Charities exist because of market failure and the absence of state-funded solutions. In these uncertain times, charities are increasingly important components of our social fabric and service infrastructure. To continue to thrive, they need to retain a relentless focus on mission and ensure public benefit remains at the very core of all they do.
"Professionalisation" of the sector remains a subject for debate, but I believe it's an important component of a charity's evolution. This does not mean that they become faceless, dispassionate and remote corporate-style entities, but the demands on the sector require them to value strong and effective leadership, to attract and invest in emerging talent, to be financially astute and appropriately transparent with their stakeholders. Being more businesslike is a positive thing - every charity should aspire to operational efficiency, commercial awareness and professional excellence, particularly those looking to deliver sustained benefit at scale. Descriptors such as "not-for-profit" do the sector an injustice - charities are for-profit, but it's how financial surpluses are reinvested that defines them.

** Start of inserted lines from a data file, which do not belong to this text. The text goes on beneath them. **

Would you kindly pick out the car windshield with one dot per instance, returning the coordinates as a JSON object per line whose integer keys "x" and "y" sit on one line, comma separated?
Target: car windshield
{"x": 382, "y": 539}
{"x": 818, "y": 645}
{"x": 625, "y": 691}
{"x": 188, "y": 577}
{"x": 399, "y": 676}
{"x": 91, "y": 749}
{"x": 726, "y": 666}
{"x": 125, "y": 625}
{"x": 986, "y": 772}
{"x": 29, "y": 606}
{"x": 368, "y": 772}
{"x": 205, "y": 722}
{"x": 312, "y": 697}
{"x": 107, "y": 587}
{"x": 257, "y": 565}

Corporates remain agnostic about what they could learn from charities, but social sector organisations can continue to leverage best practice from their commercial peers. Cross-sector partnerships, collaboration and joint ventures must be higher up the agenda. It's the alignment of entrepreneurial flair and financial nous with an all-purveying sense of purpose and social justice that brings sustainable social impact.
I've been privileged to lead London's Air Ambulance and I'm proud of our compelling mission, financial success and heightened brand awareness.